Ou même elle l’aurait empêché de travailler.

Quelques-uns dormaient et ronflaient. L’ingénieur Lang lisait.

— Dois-je éteindre ? demanda Andreas.

— Oui, dit l’ingénieur qui rangea son livre.

— Bonne nuit, professeur, lança Andreas.

Il tourna l’interrupteur. Il se déshabilla dans le noir. Sa béquille était appuyée contre le mur à portée de main.

Avant de s’endormir, Andreas pensa à la prothèse que lui avait promise le médecin-chef. Ce sera une prothèse impeccable, comme celle du capitaine Hainigl. On ne s’aperçoit pas qu’il lui manque une jambe. Le capitaine peut traverser la chambre sans problèmes, en marchant sans canne, on dirait tout juste qu’il a une jambe plus courte que l’autre. Les prothèses sont une invention formidable de ces messieurs haut placés, et du Gouvernement aussi qui ne regarde vraiment pas à la dépense. Et ça, on ne peut pas le nier !

II

La prothèse ne vint pas. Mais à sa place vinrent le désordre, la ruine, la révolution. Andreas Pum ne se sentit rassuré que deux semaines plus tard quand il eut déduit de la lecture des journaux, des événements et de ce qui se disait autour de lui que, dans une république aussi, il y a un Gouvernement pour prendre en main les destinées du pays. Dans les grandes villes, on tirait sur les émeutiers. Ces païens de spartakistes ne désarmaient pas. Vraisemblablement, ils voulaient supprimer le Gouvernement. Mais après, savaient-ils ce qui allait se produire ? Il fallait qu’ils soient méchants ou idiots ! On les fusillait, ils n’avaient que ce qu’ils méritaient. Les simples particuliers n’ont pas à se mêler des affaires des gens intelligents.

On attendait l’arrivée d’une commission médicale. Elle devait décider du nombre de malades qui resteraient à l’hôpital, du degré d’incapacité de travail de chacun, et du placement des invalides. Une rumeur venue d’autres hôpitaux prétendait que seuls ceux qui étaient atteints de tremblements seraient autorisés à rester. Tous les autres recevraient de l’argent et peut-être aussi une licence de joueur d’orgue de Barbarie. Mais d’un débit de tabac, d’un poste de gardien de parc ou de musée, il ne pouvait être question.

Andreas commença de regretter de ne pas être atteint de tremblements. Parmi les cent cinquante-six malades de l’hôpital militaire numéro XXIV, il n’y en avait qu’un seul qui tremblait. Tous l’enviaient. C’était un forgeron du nom de Bossi, d’origine italienne, large d’épaules et taciturne. Son poil noir poussait dru au-dessus et de chaque côté de ses yeux et menaçait de se propager sur toute sa face, d’envahir le front étroit et, recouvrant les joues, de s’unir avec la barbe farouche.

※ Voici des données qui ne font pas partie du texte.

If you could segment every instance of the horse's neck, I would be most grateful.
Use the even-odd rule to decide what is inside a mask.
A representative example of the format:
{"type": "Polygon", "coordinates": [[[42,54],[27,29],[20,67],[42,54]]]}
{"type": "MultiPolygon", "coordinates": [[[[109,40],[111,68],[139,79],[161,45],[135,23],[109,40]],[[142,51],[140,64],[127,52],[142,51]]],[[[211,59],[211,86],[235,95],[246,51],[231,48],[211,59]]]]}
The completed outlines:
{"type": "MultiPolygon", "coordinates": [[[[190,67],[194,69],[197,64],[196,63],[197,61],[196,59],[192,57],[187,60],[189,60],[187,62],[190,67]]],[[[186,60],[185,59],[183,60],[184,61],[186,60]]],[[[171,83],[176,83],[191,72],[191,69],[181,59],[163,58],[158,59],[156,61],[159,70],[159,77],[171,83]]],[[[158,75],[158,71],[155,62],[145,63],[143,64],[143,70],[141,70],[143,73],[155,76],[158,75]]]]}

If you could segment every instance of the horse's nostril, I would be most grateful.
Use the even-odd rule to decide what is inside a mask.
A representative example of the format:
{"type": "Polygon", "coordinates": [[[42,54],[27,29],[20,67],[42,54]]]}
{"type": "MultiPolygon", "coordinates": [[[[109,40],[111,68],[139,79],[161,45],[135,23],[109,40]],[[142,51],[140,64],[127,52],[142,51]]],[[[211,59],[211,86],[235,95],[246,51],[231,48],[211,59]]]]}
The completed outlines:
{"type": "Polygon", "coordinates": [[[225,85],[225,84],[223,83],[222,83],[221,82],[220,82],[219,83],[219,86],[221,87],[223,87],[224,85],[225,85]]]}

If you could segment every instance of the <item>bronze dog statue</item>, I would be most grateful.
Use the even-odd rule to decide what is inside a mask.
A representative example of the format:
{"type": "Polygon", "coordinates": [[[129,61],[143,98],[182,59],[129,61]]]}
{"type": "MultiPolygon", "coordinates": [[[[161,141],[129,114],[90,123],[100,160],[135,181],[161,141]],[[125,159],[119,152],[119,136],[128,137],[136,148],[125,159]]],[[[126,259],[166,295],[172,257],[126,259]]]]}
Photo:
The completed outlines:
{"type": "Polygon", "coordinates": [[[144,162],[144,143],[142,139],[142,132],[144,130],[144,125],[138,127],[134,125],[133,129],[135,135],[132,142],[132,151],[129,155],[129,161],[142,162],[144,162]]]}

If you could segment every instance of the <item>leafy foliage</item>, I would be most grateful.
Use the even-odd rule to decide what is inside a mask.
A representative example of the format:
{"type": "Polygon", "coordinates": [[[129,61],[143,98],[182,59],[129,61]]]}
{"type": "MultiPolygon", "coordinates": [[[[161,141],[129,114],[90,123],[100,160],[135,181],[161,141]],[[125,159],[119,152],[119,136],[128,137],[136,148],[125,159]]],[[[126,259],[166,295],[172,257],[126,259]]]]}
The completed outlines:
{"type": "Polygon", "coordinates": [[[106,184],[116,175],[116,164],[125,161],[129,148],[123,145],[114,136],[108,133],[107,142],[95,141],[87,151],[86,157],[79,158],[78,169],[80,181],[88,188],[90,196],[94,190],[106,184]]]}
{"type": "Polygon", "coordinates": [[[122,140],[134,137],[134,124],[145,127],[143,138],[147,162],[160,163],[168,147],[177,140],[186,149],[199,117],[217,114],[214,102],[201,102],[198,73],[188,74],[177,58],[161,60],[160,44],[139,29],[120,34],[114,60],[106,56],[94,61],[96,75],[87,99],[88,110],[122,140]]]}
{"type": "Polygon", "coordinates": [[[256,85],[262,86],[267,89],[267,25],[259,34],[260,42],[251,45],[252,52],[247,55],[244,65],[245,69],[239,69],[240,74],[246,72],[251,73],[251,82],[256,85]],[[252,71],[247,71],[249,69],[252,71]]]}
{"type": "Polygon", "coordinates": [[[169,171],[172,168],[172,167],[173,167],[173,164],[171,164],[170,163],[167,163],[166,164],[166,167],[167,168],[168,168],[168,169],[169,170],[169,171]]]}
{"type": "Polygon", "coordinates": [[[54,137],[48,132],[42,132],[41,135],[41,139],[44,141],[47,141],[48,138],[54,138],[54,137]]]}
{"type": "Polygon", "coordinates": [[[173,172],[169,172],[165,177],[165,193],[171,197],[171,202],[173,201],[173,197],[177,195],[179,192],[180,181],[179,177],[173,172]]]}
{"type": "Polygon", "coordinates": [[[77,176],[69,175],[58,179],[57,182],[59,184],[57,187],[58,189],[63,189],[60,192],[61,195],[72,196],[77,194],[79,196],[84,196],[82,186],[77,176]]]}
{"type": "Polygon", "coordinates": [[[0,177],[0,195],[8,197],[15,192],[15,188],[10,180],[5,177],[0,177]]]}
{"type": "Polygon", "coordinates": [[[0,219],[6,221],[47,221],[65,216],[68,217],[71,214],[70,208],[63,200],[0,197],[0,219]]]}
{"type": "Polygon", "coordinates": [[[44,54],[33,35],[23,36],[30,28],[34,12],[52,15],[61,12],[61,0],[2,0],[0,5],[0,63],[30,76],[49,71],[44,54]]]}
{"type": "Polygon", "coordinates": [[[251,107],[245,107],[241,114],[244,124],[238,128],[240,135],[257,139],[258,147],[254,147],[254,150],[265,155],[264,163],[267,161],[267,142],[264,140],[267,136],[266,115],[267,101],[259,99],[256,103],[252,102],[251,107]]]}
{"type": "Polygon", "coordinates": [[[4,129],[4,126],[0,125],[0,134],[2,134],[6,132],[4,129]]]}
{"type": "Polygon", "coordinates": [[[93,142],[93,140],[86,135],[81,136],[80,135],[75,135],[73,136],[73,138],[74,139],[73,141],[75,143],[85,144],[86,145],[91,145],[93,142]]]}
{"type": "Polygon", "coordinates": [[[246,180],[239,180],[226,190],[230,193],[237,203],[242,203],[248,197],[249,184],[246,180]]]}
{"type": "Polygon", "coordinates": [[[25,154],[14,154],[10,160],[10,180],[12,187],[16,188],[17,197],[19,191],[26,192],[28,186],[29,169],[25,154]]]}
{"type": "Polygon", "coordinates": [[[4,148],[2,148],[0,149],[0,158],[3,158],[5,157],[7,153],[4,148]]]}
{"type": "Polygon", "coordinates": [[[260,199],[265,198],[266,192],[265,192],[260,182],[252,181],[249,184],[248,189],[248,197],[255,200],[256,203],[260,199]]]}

La maladie de Bossi, loin d’adoucir l’impression terrifiante et menaçante que produisait toute sa personne, le rendait au contraire plus inquiétant encore. Son front étroit, qui se plissait et disparaissait entre les grosses touffes des sourcils et la racine des cheveux, faisait ressortir ses petits yeux verts. Sa barbe était agitée de soubresauts, et on entendait ses dents claquer. Ses jambes puissantes, aux muscles d’acier, se tordaient, au point que les rotules s’entrechoquaient, les épaules, dans un mouvement spasmodique, se soulevaient et retombaient, tandis que la lourde tête semblait vouée à un branle silencieux et désapprobateur ainsi que la tête débile d’une vieille femme. Les mouvements incessants de son corps empêchaient le forgeron de parler distinctement, des bribes de phrases jaillissaient de sa bouche, il crachait un mot, se taisait un instant, puis il reprenait son élan. Qu’un homme aussi vigoureux et fruste soit la proie de pareils tremblements faisait apparaître cette maladie, somme toute assez banale, comme bien plus terrible qu’elle ne l’était en réalité. Une grande tristesse s’abattait sur tous ceux qui regardaient le forgeron trembleur.